The myth none of us understand. 
You’re only a lesbian because you hate men. 

Nope, I’m a lesbian because I love women. I don’t hate men, I don’t even think about men.
I’m in love with the way her hair sounds as it falls over the amber curve of her naked shoulder. How her heartbeat feels against my hand as I settle in bed behind her and pull her body back into mine. The flash of sunlight illuminating the pale blue of her eyes as they flutter closed and I watch her wet body melt into the warmth of the dock, the lake water lapping against the greyed boards stretching over the surface of the water like a velvety heron’s wing.
Again, not about you.

Listen, lesbian women are different, but what drives us is the same thing that drives straight people. It’s love. We want to be free to exist as our authentic selves and simply love who we love.
Which, it turns out, makes us not so different from anyone else.

 

 

 

8 Replies to “Jackhammer, anyone?”

  1. Again Evans. Slay. You are so in tune with yourself and a vast majority of others including myself. Keep putting that ink 🖋️ down on paper and have us holding on to every word.

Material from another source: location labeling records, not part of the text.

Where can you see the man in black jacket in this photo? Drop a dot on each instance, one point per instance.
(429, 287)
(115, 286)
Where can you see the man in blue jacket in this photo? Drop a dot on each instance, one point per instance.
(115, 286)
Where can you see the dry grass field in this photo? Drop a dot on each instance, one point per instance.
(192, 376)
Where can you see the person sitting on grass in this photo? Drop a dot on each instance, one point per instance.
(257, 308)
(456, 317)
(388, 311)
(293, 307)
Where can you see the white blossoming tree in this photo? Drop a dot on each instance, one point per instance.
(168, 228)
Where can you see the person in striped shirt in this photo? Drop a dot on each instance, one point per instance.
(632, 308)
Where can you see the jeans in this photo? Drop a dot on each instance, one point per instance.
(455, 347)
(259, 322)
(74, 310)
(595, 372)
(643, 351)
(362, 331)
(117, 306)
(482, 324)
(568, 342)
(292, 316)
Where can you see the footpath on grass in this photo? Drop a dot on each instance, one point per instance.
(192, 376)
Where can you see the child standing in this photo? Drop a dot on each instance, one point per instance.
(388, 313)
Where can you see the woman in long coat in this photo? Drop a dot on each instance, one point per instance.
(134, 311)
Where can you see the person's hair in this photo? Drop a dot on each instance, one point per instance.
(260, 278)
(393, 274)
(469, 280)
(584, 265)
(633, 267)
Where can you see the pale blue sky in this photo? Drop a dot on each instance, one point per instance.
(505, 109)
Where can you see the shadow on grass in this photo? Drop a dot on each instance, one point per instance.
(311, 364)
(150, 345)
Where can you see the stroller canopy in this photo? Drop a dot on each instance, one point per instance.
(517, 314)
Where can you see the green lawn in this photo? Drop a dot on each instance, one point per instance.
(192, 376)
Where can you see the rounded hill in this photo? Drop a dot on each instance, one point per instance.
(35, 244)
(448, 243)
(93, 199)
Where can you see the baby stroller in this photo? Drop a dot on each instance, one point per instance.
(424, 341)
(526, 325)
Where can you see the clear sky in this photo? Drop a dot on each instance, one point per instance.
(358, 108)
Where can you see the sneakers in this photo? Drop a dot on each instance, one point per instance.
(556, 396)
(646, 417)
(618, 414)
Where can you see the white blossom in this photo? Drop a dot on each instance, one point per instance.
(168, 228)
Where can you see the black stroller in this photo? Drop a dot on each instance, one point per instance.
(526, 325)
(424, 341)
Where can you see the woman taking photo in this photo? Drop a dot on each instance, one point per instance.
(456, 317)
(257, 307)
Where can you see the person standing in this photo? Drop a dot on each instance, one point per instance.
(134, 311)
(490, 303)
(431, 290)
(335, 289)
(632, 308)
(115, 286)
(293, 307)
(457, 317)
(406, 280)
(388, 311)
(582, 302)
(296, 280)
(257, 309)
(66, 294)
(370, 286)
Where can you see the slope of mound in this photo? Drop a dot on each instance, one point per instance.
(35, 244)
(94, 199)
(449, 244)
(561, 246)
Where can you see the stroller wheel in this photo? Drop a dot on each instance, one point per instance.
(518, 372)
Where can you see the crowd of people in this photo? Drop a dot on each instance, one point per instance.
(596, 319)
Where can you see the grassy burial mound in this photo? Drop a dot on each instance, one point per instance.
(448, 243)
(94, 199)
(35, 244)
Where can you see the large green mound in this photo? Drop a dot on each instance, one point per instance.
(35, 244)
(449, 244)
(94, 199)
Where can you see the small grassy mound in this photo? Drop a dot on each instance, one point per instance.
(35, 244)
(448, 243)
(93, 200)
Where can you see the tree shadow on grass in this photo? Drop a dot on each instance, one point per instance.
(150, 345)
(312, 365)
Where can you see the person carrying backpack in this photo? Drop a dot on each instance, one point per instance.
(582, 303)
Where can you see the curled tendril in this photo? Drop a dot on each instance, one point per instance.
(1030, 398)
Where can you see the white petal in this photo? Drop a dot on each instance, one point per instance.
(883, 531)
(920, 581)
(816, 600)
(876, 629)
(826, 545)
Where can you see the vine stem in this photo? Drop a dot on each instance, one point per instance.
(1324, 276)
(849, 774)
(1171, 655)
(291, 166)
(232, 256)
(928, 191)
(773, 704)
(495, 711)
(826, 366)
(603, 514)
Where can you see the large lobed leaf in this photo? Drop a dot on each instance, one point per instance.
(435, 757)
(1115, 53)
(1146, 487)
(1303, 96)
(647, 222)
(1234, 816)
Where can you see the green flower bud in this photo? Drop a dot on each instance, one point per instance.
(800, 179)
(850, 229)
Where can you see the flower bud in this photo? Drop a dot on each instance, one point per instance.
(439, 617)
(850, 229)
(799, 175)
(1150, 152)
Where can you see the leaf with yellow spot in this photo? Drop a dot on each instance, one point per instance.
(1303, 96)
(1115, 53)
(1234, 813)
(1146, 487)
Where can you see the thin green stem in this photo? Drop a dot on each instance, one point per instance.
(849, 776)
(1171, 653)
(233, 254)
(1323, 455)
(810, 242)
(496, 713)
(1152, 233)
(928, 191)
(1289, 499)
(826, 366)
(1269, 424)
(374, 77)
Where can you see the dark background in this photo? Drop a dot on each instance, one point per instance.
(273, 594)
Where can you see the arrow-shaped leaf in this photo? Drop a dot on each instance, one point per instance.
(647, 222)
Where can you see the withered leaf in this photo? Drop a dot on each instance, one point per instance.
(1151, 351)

  2. So true about straight couples hitting on lesbian couples. It happened to me and my dearly departed wife. A good friend of mine also which really pissed me off. I told him, I don’t share my wife, which he replied I just watch. WTF?? Like my wife sleeping with his wife wouldn’t be sharing? Needless to say, that friendship ended. I don’t understand people that are so careless with sex. I mean I love sex, but hearts are fragile and to me they go together. Ok now onto masc lesbians trying to be men. As you know there are many different kinds of moc lesbians in our community. Some of us do have a masculine soul and then become transgenders. Maybe that’s separate, transgenders, butch moc, I’m trying to figure it all out. It’s fascinating I love the diversity in our community. I definitely don’t think we’re trying to be men however. Like you said we’re trying to be our true selves so we can be comfortable in this world. Yeah and our lovers can have a choice of dicks, like you said it’s about satisfying her. Spot on again Evans. I have never hated men. I’ve had alot of good friends that were men. One of my most favorite person in the world is a male cousin of mine. However of course I enjoy the company women, especially lesbians over men. Thanks for the posts, as usual you were spot on.

    1. You’re right Linda, I think there is an element of respect missing that I wish would make a comeback. Couples hitting on other couples is just never a good look!
      Great to hear from you as usual;)

  3. Wow. You never cease to impress. I just wish everyone could read and understand this perspective. I miss being with a woman, genuinely. My ex gf of 7 years did appear to most like a little boy. I had never had any of these experiences until dating her. This one time resonates. A local and long time employee at a large chain store finally had to audacity to ask me while I was shopping for green onions if we were both women. When I responded yes, he asked, “and you love her?’ I said, ‘YES!’ Of course I love her!!! He didn’t understand and asked why I didn’t just date a boy?! AS I WAS SHOPPING FOR GREEN ONIONS. It’s hard, sometimes, to remember education versus idiocy . Is this a learning moment? Is it a teachable moment? For me, maybe. My mortified gf, not so much.
    I will be excitedly waiting for Thursdays post from here on out 💯

    1. I have to admit, I laughed out loud when you reiterated that you were only SHOPPING FOR GREEN ONIONS! Thank you so much for sharing, Staci, and I look forward to seeing your comments in the future!
      I publish one every week, but sometimes it is Friday before I post it, depending on my writing schedule…. follow me on FB or on Instagram @tomboyinkslinger, you’ll see a post the minute it’s up.
      Thanks again for making my day, Staci!